Whenever a client presents a challenge (aka hard problem to solve) there is this temptation to focus on the things that, in the opinion of the person representing the client business, are missing in their day-to-day work. When we follow this path we end up building solutions based on this person’s perspective of what his organization should be. While some may say that this way we are building the best solution for the organization, because we are focusing on the best solution involving the best people, others will argue exactly the opposite since we are not considering the organization’s knowledge and improving it. Having seen success and failure cases in both perspectives I’m inclined to say that both perspectives are right and also wrong at the same time since they depend on so many other elements such as timing, culture, IT knowledge among many other either controlled and uncontrolled elements like user adoption.
Picture a Cup
When a client presents me a problem, sorry a challenge, I try to picture a cup. The client presents a me an empty cup. Since my development team is excellent in implementing the technical solution that will fill that cup, my first impulse is to assess the right measurement of the cup and fill it. Everybody knows that this is how we get business done right? There’s an empty cup we fill it and the client is satisfied. The client will eventually come back whenever he finds another cup to fill. Right? Wrong! Filling the glass is not going to dry the clients’ thirst if it doesn’t respond to his organization needs and the project will fail. When a client presents me with an empty cup I shouldn’t be asking how will i fill that cup, I should be asking what is causing this person to be so thirsty and how do I get him to drink?
Fill it correctly
Filling the glass is not going to dry the clients’ thirst if it doesn’t respond to his organization needs. By making an effort to understand the client’s perspective of an empty cup we end up finding more about his business. We get a clearer picture of the cup’s capacity, and find out that it might not be that empty after-all. I found out that most of the times this happens because I’m talking to someone that is so focused on making a change that gets absorbed by the empty portion of the cup. If we fill the cup exactly like it is being asked the cup will spill. A good solution builds upon the existing water and fills the cup right to its optimal capacity.
Don’t Drink it!
And now that that the cup was correctly filled, the client drinks it and we go home. Right? Wrong!! While your client’s representative may seem satisfied with that beautiful clear water that your team provided he will quickly find out that he has no idea on how to drink from that cup. I mean really drink it in a way that will dry everyone’s thirst around him.

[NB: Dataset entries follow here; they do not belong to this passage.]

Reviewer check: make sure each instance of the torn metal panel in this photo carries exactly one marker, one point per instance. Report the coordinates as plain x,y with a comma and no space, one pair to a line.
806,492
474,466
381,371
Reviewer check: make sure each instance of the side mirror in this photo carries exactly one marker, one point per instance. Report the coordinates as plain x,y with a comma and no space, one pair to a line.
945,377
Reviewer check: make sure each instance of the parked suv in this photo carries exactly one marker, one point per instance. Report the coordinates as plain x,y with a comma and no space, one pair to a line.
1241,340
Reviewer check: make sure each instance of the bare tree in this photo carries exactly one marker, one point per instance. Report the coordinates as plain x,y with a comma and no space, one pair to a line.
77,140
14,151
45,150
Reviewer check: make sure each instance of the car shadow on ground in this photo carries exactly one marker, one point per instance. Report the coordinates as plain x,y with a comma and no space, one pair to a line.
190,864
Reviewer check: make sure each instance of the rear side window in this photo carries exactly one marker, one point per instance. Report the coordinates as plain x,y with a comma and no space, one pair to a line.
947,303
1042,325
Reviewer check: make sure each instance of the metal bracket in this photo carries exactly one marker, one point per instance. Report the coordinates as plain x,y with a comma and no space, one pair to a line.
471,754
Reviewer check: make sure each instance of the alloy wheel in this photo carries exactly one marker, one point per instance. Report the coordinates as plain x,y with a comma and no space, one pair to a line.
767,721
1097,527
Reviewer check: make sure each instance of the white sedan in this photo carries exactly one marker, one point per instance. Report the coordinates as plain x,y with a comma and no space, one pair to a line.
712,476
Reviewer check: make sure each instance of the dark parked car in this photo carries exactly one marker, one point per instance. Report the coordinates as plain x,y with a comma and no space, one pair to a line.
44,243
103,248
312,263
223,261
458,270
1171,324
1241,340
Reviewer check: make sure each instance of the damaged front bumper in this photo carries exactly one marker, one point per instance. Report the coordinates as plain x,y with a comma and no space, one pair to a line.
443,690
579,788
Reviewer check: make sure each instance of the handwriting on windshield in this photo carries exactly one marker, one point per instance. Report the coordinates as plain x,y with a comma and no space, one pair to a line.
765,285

Yes clients do that. And yes you should know better 🙂 What your client needs is someone to help him bring the water to rest of the organization, someone that bridges the gap between his business and the tech solution.
Propose a toast
Literally means propose a toast. Bring everyone together to the same exact point. They will find disconfort and try to resist at first, but once they get up be sure to let them know what their are holding and where we can go together. Make the best wishes and drink together.
The day after
Well… not the exactly day after because you left your client really satisfied. Lets say sometime after, the same client will improve and starting looking to that very same glass in a different perspective, but this time you will not be looking at the client’s half empty or half full cup. You will be looking at the cup of a client that is continuously growing with you.
Now can you see what user adoption means?